Das Erstaunliche ist nun, dass diese drei Entwicklungen in Wolfrums Gesamtschau neu gewichtet werden: der Generationswechsel, für den paradigmatisch Außenminister Joschka Fischer stand, führte nur zu einem geringen Teil zu einem moralisch aufgeladenen Kulturkampf; der Versuch, mit einer Kritik an '68 auch Rot-Grün einzureißen, verfing mehrheitlich in der bundesdeutschen Gesellschaft nicht, 1968 hatte sich entdramatisiert. Außenminister Fischer im Jahr 2001:
"Was ich getan habe, das will ich Ihnen hier auch klipp und klar sagen: Ich war militant, ich habe mit Steinen geworfen, ich war in Prügeleien mit Polizeibeamten verwickelt, ich wurde geprügelt, aber ich habe auch Polizeibeamte geschlagen, dazu stehe ich, ich stehe zu meiner Verantwortung, das heißt aber noch lange nicht, dass ich dieses jetzt rechtfertigen tue. Ich habe erkannt, wie Gewalt eigene Gesichtszüge verzerrt, das war für mich die entscheidende Erfahrung, wo ich mich abgewandt habe."
Was zum Zweiten die großen Fragen von Krieg und Frieden angeht, ist erstaunlich, dass eine Regierung, die vor allem in der Innenpolitik Akzente setzen wollte, die außenpolitischen Konflikte umsichtig und souverän anging. Gerhard Schröder 2003 über den drohenden Irakkrieg:
"Wir müssen den Mut aufbringen, für den Frieden zu kämpfen, solange noch ein Funken Hoffnung besteht, dass der Krieg noch vermieden werden kann. Deshalb war und bleibt es richtig, dass wir auf der Logik des Friedens beharrt haben, statt in eine Logik des Krieges einzusteigen, meine Damen und Herren."
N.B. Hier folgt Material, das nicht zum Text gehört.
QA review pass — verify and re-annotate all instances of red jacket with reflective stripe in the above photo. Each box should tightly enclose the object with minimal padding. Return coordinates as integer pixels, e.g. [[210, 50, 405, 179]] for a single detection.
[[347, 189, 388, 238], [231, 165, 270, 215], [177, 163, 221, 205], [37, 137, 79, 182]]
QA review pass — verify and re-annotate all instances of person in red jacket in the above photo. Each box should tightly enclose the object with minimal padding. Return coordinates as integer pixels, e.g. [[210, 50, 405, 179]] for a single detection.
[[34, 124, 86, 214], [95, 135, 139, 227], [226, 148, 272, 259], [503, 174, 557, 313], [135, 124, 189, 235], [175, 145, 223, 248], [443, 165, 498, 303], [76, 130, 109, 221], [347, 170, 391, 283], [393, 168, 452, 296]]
Edgar Wolfrum kommentiert das - wie er sagt - "unerhörte deutsche Nein zum Irakkrieg" mit den Worten:
Die Stellung Deutschlands in der Welt ist, auch infolge seiner machtpolitischen Selbstbehauptung hinsichtlich des Irakkrieges, erheblich aufgewertet worden. Ein neuer "Geist" der Berliner Republik machte sich breit, Deutschland ist selbstbewusster geworden.
Bei der dritten Entwicklung, der Krise des Sozialstaates und der rot-grünen Antwort namens Agenda 2010, aber auch bei vielen anderen Fragen lagen "Triumph und Fiasko nahe beieinander", so räumt Wolfrum ein. Gerhard Schröder im Jahr 2003:
"Niemandem aber wird künftig gestattet sein, sich zulasten der Gemeinschaft zurückzulehnen. Wer zumutbare Arbeit ablehnt, und wir werden die Zumutbarkeitskriterien verändern, der, meine Damen und Herren, wird mit Sanktionen rechnen müssen."
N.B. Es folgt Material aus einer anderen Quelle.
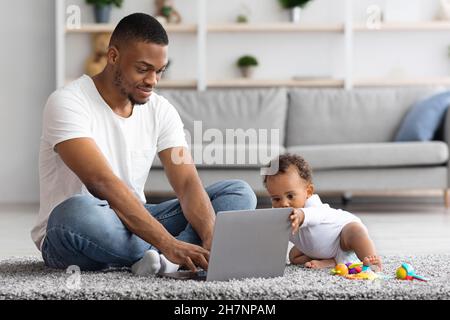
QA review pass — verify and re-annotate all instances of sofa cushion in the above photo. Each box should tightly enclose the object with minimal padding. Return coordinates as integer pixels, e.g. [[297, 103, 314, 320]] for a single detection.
[[395, 91, 450, 141], [287, 141, 449, 170], [158, 88, 287, 144], [152, 144, 286, 169], [286, 87, 443, 147]]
Wolfrum macht in diesem Zusammenhang auf eine Schwäche der von ihm betriebenen "gegenwartsnahen Zeitgeschichte" aufmerksam: dass nämlich bei nicht wenigen Einschätzungen "erst die Zukunft erweisen" wird, was "letzten Endes dauerhaft Bestand haben wird". Deutlich arbeitet der Historiker jedoch heraus, dass die rot-grüne Regierung einen wirtschaftspolitischen Schlingerkurs fuhr: Während zunächst Finanzminister Lafontaine sich mit dem internationalen Finanzsystem anlegte und sofort Schiffbruch erlitt, fuhr sein Nachfolger Eichel den umgekehrten Kurs. Edgar Wolfrum schreibt:
Lafontaines überhebliches Auftreten, seine fehlende Kompromissfähigkeit und seine überzogenen Ansprüche entwerteten die in weiten Teilen durchaus richtigen Einsichten, über die er verfügte. Mit seinem Rücktritt fehlte der Regierung Schröder ein wichtiges Korrektiv ihrer Arbeitsmarkt- und finanzpolitischen Reformpolitik. Künftig lag hier die offene Flanke nicht nur der SPD, sondern der rot-grünen Koalition überhaupt.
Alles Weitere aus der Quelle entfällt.